Dai! Dai! Zaccheo, ora che ha capito, addirittura dà anche di più di quello che dovrebbe dare per giustizia. Dice: “Do quattro volte tanto”. Avrebbe potuto dire: Do quello che ho rubato più gli interessi - questa è la giustizia - oppure il doppio.

Invece no, quattro volte tanto: esagerato! In realtà Zaccheo vuole scrollarsi di dosso tutte queste pietre, vuole darle, vuole che Gesù lo tiri fuori da questa pietraia. Sapete che anticamente le tombe erano dei cumuli di pietre (forse qualcuno ricorderà Manfredi, un riferimento letterario, che stava sotto le pietre perché era il modo di seppellire): si metteva il morto e poi ognuno metteva la pietra. Poi è rimasto comunque questo simbolo – vi evoco forse una cosa spiacevole – di gettare una manciata di terra quando si seppellisce una persona cara, per dire un’opera di misericordia: ti seppellisco.

Adesso Zaccheo vuole venire fuori da questa tomba, che è un cumulo di pietre. Dice: Ho le scarpe piene di pietre, le scarpe piene di passi, la faccia piena di schiaffi e gli occhi pieni di te.

Perché la faccia piena di schiaffi? Chi glieli ha dati questi schiaffi a Zaccheo? Se li è dati lui!
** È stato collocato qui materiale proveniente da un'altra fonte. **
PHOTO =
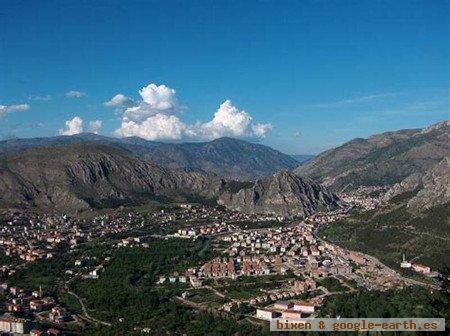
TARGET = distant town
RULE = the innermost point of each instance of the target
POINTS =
(301, 268)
Stupido! - starete pensando. Ma facciamo così anche noi… Non vi date anche voi degli schiaffi? Sì, quando ci facciamo male, quando scegliamo delle cose che non ci fanno bene, ci prendiamo a schiaffi. Tutto questo si chiama “peccato”. Sassi nelle scarpe, stracci che erano mantelli una volta, quando stavo a casa di mio padre (è un’altra parabola che tratta lo stesso tema del ritorno, della conversione).

Faccia piena di schiaffi: anche Gesù è schiaffeggiato durante la Sua Passione e i commentatori dicono che lo schiaffo che riceve Gesù su quel volto bellissimo è quello che avrei dovuto avere io a causa dei miei errori o quelli che mi sono dato, perché quando sbaglio, io non sbaglio contro Dio, ma mi uccido, mi faccio male.

 

Le tasche piene di sassi (Jovanotti)

***

 

Mormora, la gente mormora”, come nel brano di Zaccheo: tutti mormoravano. Questo Zaccheo di cui ci parla Jovanotti è come un bambino che si è perso davanti la scuola (Non so leggere, vienimi a prendere). Questa è l’esperienza del peccato, quando ci perdiamo, ci disperdiamo, non sappiamo più chi siamo, ci viene paura, pensiamo di non essere amabili, pensiamo d’essere stati abbandonati: vienimi a prendere, ho le scarpe pieni di sassi.

Non è un pesce d’aprile la possibilità di confessarsi, stasera. Ovviamente non siete obbligati, ma essendo la penultima Preghiera prima di Pasqua, come gli altri anni, il Vescovo e gli altri sacerdoti presenti si mettono in qualche angolino della Cattedrale e chi vuole può togliersi i sassi dalle scarpe o dal cuore. Lo facciamo con la semplicità di Zaccheo che va al centro e dice la poesia: ho fatto questo, ho sbagliato, sono stato stupido perché alla fine è così, il peccato è una stupidaggine. Forse i teologi mi rimprovereranno; c’è Don Paolo, là in fondo, che dice: “Ma, Eccellenza, cosa ha detto!”. I peccati sono una stupidaggine nel senso che dicono della nostra stupidità; in questo senso, non che non siano gravi, ma parlano del fatto che ci illudiamo. Uno viene a venderci delle cose e diciamo: Sì, lo compro! Meraviglioso! Paese dei balocchi! Poi restiamo a mani vuote… In questo senso, stupidaggini.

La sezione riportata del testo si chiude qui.